Hace unos meses en un cuentacuentos, pregunté a los niños y niñas qué cosas les hacían sentirse alegres. Para mi sorpresa, se hizo un gran silencio y tan sólo un par de peques dijeron algo. Esto me hizo reflexionar y pensar que esta emoción, a pesar de todo el “boom” que rodea a la psicología positiva, no está muy mirada en torno al ámbito infantil. Quizá sea que cuando hablamos de niños y niñas, se nos viene directamente la imagen de criaturas riendo, como si esta emoción les fuera propia. Y claro está, que esto no es así, que la alegría también hay que transitarla y “educarla”.

En el día a día hay muchos momentos en los que la alegría está presente. Al igual que en la emoción del PODER está íntimamente relacionada con la autoestima: cuando trabajamos y conseguimos lo que queremos, la alegría nos inunda.

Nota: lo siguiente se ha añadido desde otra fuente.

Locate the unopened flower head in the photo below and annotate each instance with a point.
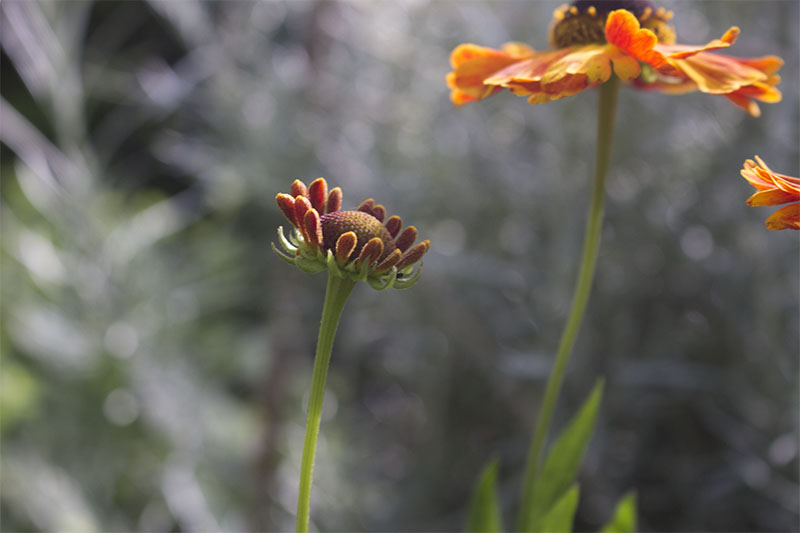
(358, 244)
(591, 40)
(774, 189)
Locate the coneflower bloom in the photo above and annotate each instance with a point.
(591, 40)
(357, 244)
(774, 189)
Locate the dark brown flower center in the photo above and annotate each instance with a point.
(364, 225)
(584, 21)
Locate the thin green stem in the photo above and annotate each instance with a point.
(594, 224)
(335, 297)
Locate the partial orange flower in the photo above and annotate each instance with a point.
(774, 189)
(357, 244)
(593, 40)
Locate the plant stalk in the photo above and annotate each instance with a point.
(335, 297)
(594, 224)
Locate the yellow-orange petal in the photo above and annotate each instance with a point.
(719, 74)
(555, 74)
(787, 217)
(682, 51)
(472, 64)
(624, 31)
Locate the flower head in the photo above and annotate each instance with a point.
(774, 189)
(357, 244)
(591, 40)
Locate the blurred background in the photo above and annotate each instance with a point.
(156, 355)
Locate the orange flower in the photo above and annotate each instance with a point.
(357, 244)
(774, 189)
(591, 42)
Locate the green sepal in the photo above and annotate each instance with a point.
(484, 510)
(405, 283)
(559, 519)
(624, 518)
(282, 255)
(288, 246)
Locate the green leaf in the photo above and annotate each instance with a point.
(559, 518)
(561, 466)
(624, 519)
(484, 512)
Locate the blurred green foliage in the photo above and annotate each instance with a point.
(155, 354)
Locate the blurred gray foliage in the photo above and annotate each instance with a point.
(156, 354)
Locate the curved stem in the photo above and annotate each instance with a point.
(335, 297)
(594, 224)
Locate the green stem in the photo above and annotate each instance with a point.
(335, 297)
(594, 224)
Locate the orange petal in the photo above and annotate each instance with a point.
(555, 74)
(318, 194)
(406, 238)
(301, 207)
(299, 189)
(313, 228)
(379, 212)
(785, 218)
(370, 252)
(393, 225)
(772, 197)
(682, 51)
(624, 31)
(345, 245)
(472, 64)
(286, 204)
(334, 200)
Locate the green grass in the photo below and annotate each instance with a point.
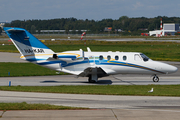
(24, 69)
(25, 106)
(139, 90)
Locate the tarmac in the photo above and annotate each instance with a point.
(102, 107)
(96, 114)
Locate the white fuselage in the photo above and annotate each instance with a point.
(110, 62)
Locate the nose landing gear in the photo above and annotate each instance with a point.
(155, 78)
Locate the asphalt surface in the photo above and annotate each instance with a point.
(104, 107)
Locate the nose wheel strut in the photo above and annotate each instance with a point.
(155, 78)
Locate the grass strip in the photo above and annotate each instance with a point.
(138, 90)
(165, 51)
(25, 106)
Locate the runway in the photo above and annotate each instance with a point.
(104, 107)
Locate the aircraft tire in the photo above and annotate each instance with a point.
(90, 80)
(155, 79)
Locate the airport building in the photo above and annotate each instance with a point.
(167, 29)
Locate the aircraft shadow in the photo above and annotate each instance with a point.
(100, 82)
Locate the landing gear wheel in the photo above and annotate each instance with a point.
(155, 79)
(90, 80)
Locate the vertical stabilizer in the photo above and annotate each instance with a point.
(26, 43)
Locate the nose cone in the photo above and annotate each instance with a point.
(165, 68)
(172, 69)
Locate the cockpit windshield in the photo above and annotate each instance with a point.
(145, 58)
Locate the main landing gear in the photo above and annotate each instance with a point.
(92, 79)
(155, 78)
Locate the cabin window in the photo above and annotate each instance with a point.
(116, 57)
(124, 58)
(100, 57)
(137, 57)
(145, 58)
(109, 57)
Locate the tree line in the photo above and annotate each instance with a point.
(132, 26)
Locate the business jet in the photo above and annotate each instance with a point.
(89, 64)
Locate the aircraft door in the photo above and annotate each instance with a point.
(92, 60)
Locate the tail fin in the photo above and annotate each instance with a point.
(26, 43)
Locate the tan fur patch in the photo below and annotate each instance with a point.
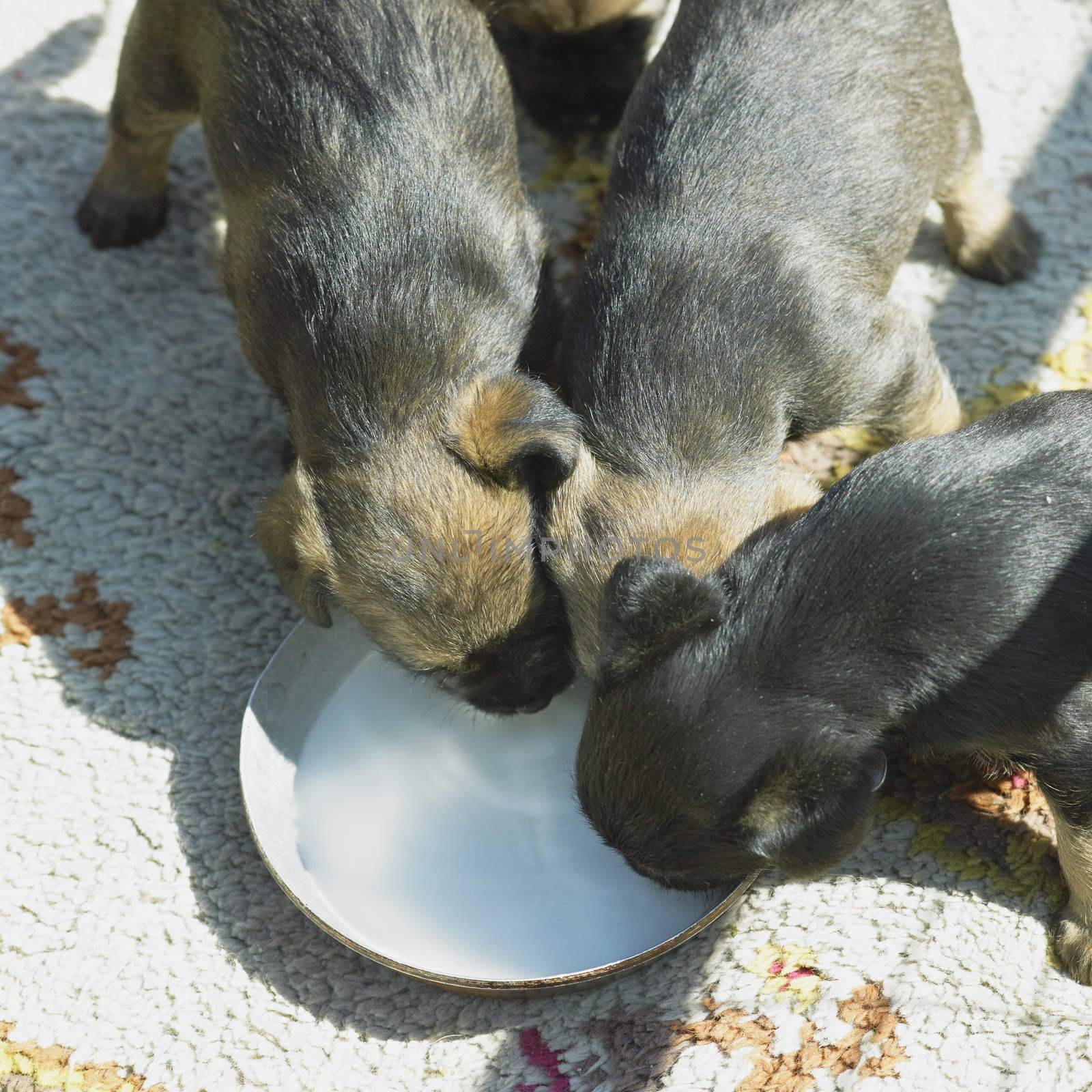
(292, 535)
(867, 1011)
(770, 804)
(47, 617)
(977, 216)
(431, 558)
(1073, 928)
(936, 413)
(23, 365)
(14, 511)
(482, 423)
(713, 515)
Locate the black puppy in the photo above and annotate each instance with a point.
(939, 597)
(773, 169)
(387, 272)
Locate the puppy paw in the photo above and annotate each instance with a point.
(1008, 253)
(117, 220)
(1073, 944)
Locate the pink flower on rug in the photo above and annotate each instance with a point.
(534, 1050)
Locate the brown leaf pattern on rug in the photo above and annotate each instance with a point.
(23, 365)
(47, 617)
(14, 511)
(866, 1010)
(979, 826)
(640, 1048)
(27, 1067)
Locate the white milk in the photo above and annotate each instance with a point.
(452, 841)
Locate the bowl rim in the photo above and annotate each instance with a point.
(506, 988)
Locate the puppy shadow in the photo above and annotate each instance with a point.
(205, 609)
(1007, 328)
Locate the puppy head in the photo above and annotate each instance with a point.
(600, 516)
(427, 541)
(696, 775)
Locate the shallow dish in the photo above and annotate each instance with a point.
(442, 842)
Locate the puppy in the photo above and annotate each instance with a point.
(771, 173)
(575, 63)
(938, 598)
(385, 265)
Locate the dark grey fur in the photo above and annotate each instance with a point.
(939, 599)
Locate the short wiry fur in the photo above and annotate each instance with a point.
(385, 265)
(771, 173)
(938, 599)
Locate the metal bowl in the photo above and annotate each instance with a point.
(438, 841)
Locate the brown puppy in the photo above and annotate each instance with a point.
(771, 173)
(385, 265)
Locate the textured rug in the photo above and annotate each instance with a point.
(142, 944)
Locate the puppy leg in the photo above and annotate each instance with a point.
(986, 238)
(127, 201)
(1072, 926)
(919, 399)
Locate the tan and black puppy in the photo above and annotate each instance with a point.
(771, 173)
(937, 600)
(575, 63)
(385, 265)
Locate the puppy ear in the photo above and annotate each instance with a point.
(811, 811)
(650, 605)
(289, 531)
(516, 431)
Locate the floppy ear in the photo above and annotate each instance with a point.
(650, 605)
(291, 533)
(811, 811)
(517, 431)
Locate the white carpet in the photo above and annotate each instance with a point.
(138, 926)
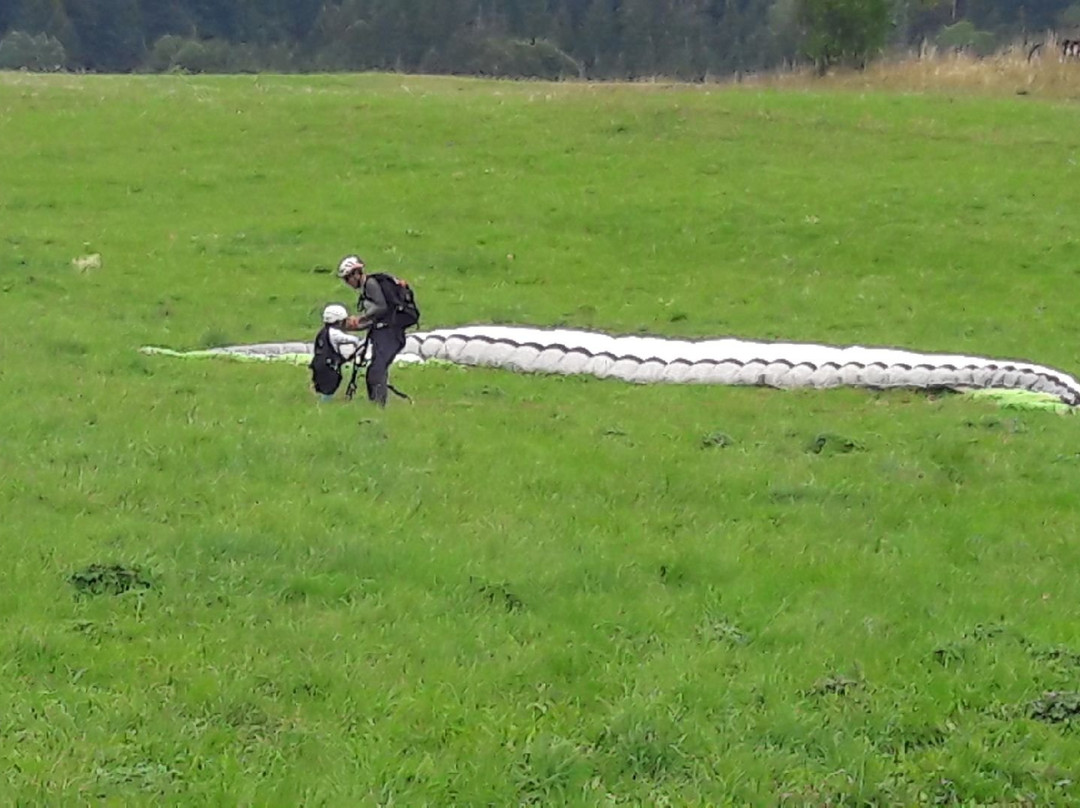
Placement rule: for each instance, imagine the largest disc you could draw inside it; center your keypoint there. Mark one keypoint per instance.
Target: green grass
(530, 589)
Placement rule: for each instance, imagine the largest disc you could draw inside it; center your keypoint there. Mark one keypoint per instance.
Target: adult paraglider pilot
(375, 314)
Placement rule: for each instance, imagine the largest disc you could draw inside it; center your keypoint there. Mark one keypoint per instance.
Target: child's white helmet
(349, 265)
(335, 313)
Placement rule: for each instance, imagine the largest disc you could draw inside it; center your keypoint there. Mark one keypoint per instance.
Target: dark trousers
(386, 344)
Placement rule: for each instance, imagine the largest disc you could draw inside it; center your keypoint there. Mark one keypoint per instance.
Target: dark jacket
(373, 304)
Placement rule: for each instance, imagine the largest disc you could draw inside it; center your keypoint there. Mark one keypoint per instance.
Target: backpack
(325, 364)
(403, 309)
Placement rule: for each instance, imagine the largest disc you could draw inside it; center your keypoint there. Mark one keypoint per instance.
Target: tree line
(591, 39)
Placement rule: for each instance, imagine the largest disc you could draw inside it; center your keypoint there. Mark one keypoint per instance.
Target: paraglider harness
(403, 314)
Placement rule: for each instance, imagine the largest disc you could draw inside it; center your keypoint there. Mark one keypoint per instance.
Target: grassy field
(525, 589)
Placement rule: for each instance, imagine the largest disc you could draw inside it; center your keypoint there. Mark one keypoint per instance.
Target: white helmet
(335, 313)
(349, 265)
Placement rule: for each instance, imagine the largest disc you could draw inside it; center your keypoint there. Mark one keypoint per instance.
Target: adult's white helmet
(349, 265)
(335, 313)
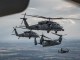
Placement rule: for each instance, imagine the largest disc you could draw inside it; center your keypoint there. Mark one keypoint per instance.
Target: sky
(47, 8)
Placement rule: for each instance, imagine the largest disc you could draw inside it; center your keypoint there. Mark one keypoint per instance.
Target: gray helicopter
(29, 34)
(49, 42)
(44, 25)
(50, 25)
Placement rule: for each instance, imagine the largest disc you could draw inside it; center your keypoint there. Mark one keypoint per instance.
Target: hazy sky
(50, 8)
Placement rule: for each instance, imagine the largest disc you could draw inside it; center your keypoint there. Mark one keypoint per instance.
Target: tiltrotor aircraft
(29, 34)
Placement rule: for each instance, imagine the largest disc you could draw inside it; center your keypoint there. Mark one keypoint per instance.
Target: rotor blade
(21, 22)
(37, 16)
(51, 18)
(65, 18)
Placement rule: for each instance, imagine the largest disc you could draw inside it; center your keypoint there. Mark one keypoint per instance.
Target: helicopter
(26, 34)
(44, 25)
(50, 25)
(49, 42)
(63, 50)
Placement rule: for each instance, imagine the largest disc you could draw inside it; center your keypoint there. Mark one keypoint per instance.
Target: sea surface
(28, 51)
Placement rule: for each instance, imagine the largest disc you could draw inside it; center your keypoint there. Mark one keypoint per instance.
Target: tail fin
(60, 39)
(25, 22)
(15, 31)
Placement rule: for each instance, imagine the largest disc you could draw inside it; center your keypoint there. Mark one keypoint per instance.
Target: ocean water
(24, 51)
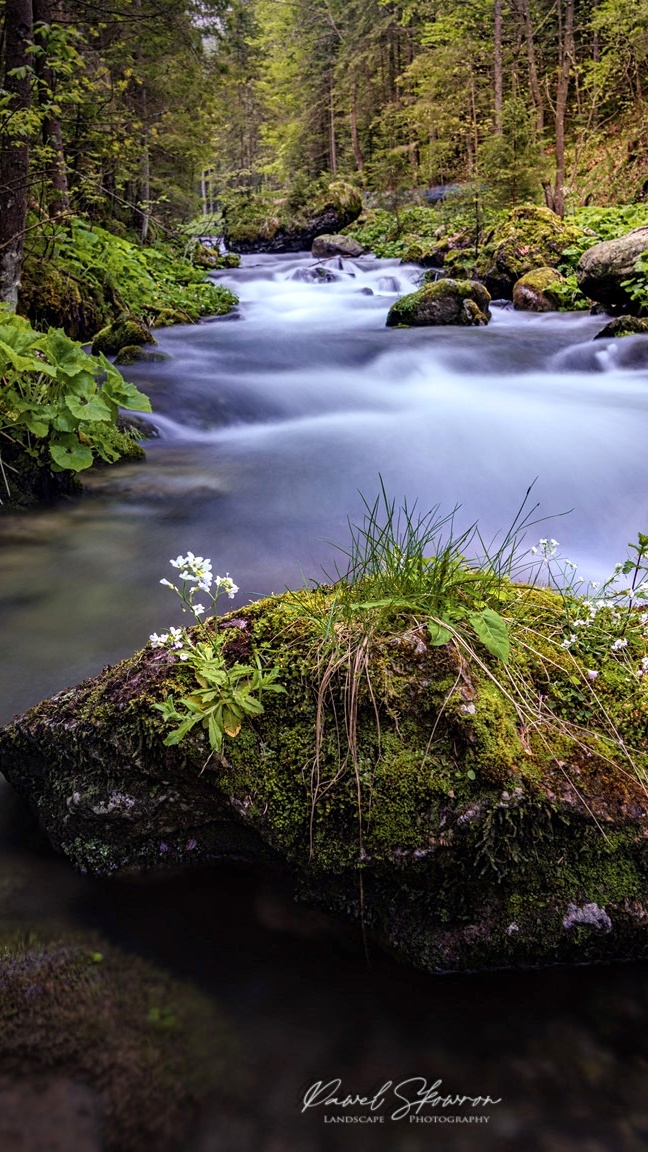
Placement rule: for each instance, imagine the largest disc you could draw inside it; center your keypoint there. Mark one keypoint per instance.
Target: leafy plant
(226, 694)
(57, 402)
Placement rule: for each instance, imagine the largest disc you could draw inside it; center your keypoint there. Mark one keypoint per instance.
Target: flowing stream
(272, 423)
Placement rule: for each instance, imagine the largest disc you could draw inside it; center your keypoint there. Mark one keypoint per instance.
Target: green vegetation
(58, 404)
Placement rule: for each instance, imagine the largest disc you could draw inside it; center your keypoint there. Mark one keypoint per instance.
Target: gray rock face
(334, 244)
(602, 270)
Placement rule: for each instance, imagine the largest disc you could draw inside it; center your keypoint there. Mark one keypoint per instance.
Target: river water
(272, 425)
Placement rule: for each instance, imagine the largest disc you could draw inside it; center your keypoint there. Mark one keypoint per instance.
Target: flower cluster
(196, 576)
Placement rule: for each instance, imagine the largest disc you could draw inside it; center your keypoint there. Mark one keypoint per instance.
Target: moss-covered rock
(464, 302)
(336, 245)
(534, 292)
(126, 331)
(52, 297)
(602, 268)
(530, 237)
(460, 834)
(624, 326)
(145, 1047)
(280, 225)
(130, 354)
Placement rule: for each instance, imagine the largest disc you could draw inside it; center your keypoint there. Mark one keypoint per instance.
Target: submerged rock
(462, 302)
(126, 331)
(476, 841)
(624, 326)
(336, 245)
(534, 292)
(112, 1051)
(532, 237)
(262, 225)
(602, 270)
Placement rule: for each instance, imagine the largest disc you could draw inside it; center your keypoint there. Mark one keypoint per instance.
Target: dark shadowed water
(271, 425)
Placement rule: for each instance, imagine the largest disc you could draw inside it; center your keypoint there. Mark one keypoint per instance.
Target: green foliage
(128, 277)
(57, 402)
(226, 695)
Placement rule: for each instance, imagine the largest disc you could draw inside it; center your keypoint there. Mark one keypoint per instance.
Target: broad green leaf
(91, 409)
(438, 634)
(492, 630)
(70, 455)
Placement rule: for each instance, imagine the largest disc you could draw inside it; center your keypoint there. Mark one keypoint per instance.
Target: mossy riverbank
(466, 823)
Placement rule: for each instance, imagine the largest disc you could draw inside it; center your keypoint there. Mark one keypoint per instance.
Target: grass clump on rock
(458, 760)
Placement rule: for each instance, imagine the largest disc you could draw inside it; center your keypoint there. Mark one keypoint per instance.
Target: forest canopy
(140, 114)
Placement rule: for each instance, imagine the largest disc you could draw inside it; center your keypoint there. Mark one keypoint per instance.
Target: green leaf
(91, 409)
(438, 634)
(69, 454)
(492, 630)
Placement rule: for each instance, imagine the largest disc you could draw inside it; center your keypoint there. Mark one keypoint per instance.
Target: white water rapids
(273, 422)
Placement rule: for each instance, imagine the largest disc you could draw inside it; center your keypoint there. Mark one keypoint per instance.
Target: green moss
(148, 1046)
(126, 332)
(462, 302)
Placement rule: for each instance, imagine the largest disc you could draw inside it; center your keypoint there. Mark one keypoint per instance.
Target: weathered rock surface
(110, 1052)
(462, 302)
(532, 237)
(624, 326)
(336, 245)
(534, 292)
(477, 843)
(262, 226)
(602, 270)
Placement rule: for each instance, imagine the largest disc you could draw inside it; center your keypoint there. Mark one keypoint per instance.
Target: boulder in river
(126, 331)
(624, 326)
(113, 1051)
(602, 268)
(532, 237)
(535, 292)
(462, 302)
(422, 803)
(263, 225)
(336, 245)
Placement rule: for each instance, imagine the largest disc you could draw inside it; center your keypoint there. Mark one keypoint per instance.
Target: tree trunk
(14, 148)
(354, 139)
(332, 145)
(497, 67)
(565, 61)
(45, 12)
(534, 84)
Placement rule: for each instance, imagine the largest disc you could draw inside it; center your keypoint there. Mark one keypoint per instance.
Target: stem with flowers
(224, 695)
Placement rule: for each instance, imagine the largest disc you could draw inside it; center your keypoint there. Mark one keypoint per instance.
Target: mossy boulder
(82, 1021)
(326, 245)
(535, 292)
(462, 302)
(280, 225)
(624, 326)
(132, 354)
(460, 834)
(126, 331)
(530, 237)
(602, 268)
(52, 297)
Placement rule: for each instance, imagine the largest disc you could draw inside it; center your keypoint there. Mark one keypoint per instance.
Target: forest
(322, 760)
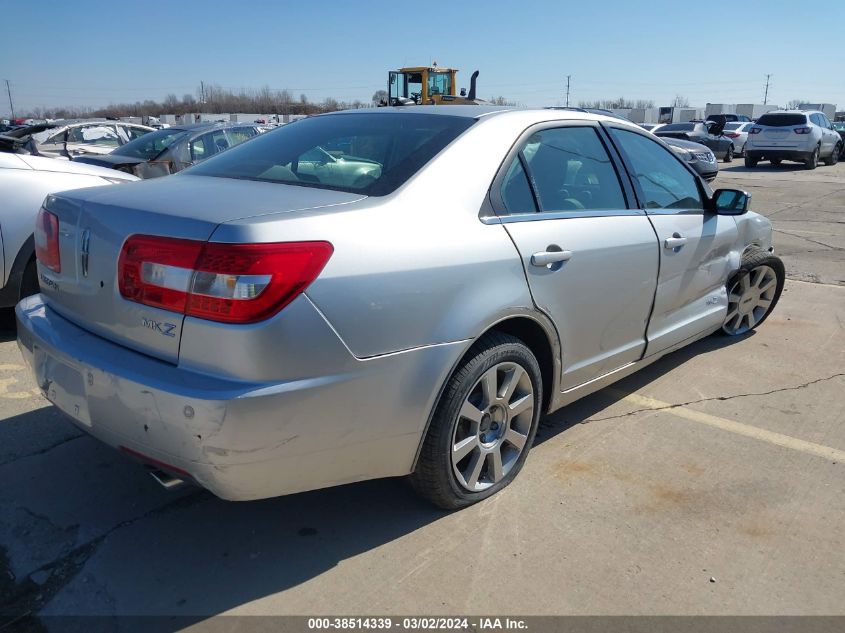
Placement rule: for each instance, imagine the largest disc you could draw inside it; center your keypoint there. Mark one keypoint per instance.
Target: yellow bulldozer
(422, 85)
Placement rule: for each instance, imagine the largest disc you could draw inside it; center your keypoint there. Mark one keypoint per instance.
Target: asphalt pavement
(709, 483)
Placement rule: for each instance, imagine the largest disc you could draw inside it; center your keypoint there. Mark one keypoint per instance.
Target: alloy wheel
(493, 425)
(750, 299)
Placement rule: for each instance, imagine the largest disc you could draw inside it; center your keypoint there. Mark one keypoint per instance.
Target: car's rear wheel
(834, 155)
(483, 426)
(753, 292)
(813, 161)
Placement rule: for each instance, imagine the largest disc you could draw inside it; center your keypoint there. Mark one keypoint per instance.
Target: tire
(753, 292)
(496, 364)
(813, 161)
(834, 155)
(29, 281)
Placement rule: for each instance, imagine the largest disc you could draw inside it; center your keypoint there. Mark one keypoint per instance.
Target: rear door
(695, 245)
(590, 260)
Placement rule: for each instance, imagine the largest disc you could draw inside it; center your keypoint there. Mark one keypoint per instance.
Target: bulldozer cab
(421, 85)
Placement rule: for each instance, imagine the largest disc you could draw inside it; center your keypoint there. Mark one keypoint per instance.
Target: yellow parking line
(778, 439)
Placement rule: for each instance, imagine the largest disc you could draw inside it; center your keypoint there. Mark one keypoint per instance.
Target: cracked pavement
(620, 509)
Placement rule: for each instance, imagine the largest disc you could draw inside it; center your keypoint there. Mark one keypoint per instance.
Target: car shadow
(581, 411)
(764, 167)
(184, 557)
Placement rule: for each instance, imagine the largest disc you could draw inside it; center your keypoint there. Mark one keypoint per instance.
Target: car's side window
(571, 171)
(516, 191)
(208, 145)
(664, 181)
(134, 132)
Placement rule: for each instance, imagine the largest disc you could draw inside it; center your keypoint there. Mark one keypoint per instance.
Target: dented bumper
(240, 440)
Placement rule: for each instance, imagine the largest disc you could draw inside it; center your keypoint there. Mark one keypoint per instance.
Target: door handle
(544, 258)
(676, 241)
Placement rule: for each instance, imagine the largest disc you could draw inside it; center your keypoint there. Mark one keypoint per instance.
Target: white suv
(800, 135)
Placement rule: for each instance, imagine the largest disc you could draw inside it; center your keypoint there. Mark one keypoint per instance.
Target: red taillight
(47, 240)
(233, 283)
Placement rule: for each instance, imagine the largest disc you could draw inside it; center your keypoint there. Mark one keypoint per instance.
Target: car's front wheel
(483, 426)
(834, 155)
(753, 292)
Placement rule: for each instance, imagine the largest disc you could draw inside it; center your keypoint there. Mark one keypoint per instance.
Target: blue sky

Su expresión es la risa, la risa auténtica y sana que nos abre al mundo, a los demás y nos anima a compartir.

¿Cómo podemos validar esta emoción?

  • Diciendo cosas del tipo: “cómo me gusta cuando te ríes, cuando te muestras tan contento”.
  • Con gestos o actitudes aprobadoras (abrazos, caricias…)
  • MIRANDO la vida emocional de nuestros peques y preguntando. Si un día los vemos muy alegres, podemos preguntar qué es lo que hace que se sienta así.
  • Mostrarles nuestra alegría: cantando, riendo con ellos y ellas, jugando.
  • Rescatando a nuestro Niño y a nuestra Niña interior.
  • Mostrándoles los momentos y acciones no adecuados: por ejemplo reírse de un amigo o amiga.

A veces, todo este torrente de alegría nos puede abrumar, es lícito y normal y también es muy importante no descalificar de forma sistemática las manifestaciones sanas de alegría.

Los niños y las niñas alegres, son ruidosos, se mueven, son espontáneos y exploran. La sonrisa inunda sus caras y sus ojos brillan. Acompañar desde el “permiso a mostrarse alegres” les ayudará a sentir y MANIFESTAR esta emoción.